Sports like cheerleading help scholars develop strong teamwork and leadership skills. They must learn to work as one team and one unit and learn the importance of grit and persistence. Despite whatever is happening on the football field, they must remain optimistic and excited. These skills directly transfer to the academic work in their classrooms.
Girls Lacrosse is another opportunity for scholars to develop strong teamwork and leadership skills outside the classroom. Maggie Madden, coach for the Girls Lacrosse team at Liberty Collegiate Academy, was thrilled to share her passion for lacrosse when a few fifth-grade LCA scholars asked her for another athletic opportunity. LCA’s lacrosse club is now made up of 5th through 8th grade girls who are learning to value the fellowship with girls outside of their immediate social sphere as they learn the importance of teamwork and relying on others who are different from them. If one teammate decides she doesn’t want to give it 100% and “sit this one out,” it impacts the entire team. Now, on the LCA girls lacrosse team, all teammates strive to give 100% effort all of the time so they can have a positive influence on their teammates.
When Madden thinks about one teammate who has impacted the team most positively, she thinks of Jerusalem, a 5th grade LCA scholar and member of LCA’s lacrosse team: “At week two of practice, Jerusalem was reluctant to play because she realized during week one of practice that lacrosse is very hard. I explained to her that learning the basics of an entirely new sport would take time, I also stressed the importance of making mistakes. Once Jerusalem realized that it was ok to initially not be the strongest player at lacrosse (her second week ever playing the sport) she continued to practice and took advantage of any opportunity to improve her skills. She is now able to run drills and offers supports to her teammates when they are struggling.”

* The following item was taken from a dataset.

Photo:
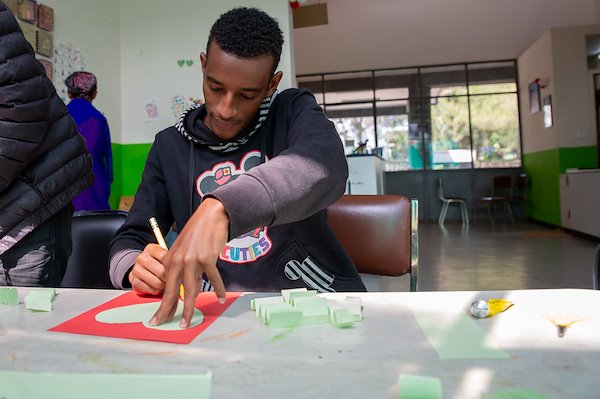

Madden believes that through lacrosse, the girls have demonstrated an amazing amount of perseverance. “Lacrosse is a new sport for all of my girls and they have had to work extremely hard to learn the basics. The first few weeks of practice were very challenging for many of the players because they were frustrated with their inexperience. We spent about 20 minutes each practice focusing on passing and throwing. We couldn’t continue with scrimmaging and drills if we had not learned the basics. Although playing games or scrimmaging would be more fun, the girls have realized that they need to master the basics before they can move on to fun activities. After each practice we take time to reflect on how much we’ve grown individually and as a team. In recent weeks, we’ve spent time reflecting on how hard lacrosse seemed and how much our practice has paid off. The perseverance on the field can be directly transferred to the classroom. The girls have realized that they cannot give up on a book, paragraph or math problem simply because it seems too hard. Lacrosse has taught them that nothing is ‘too hard’ if we put enough time and targeted practice into it.”
Through after-school activities our scholars are learning that perseverance pays off, overcoming fears like public speaking and inexperience will reap rewards, and being a part of a team can be one of the most rewarding yet challenging experiences in their lives. RePublic is proud of our scholars and their focus on excellence both inside and outside the classroom. Our scholars are diverse, and their talents and interests are diverse. From Beta Club to Choir to Soccer to Basketball to Lacrosse to Conflict and Compromise, RePublic scholars are developing of reverence for something much bigger than themselves. We are proud to show off their work. Join us as we watch them grow!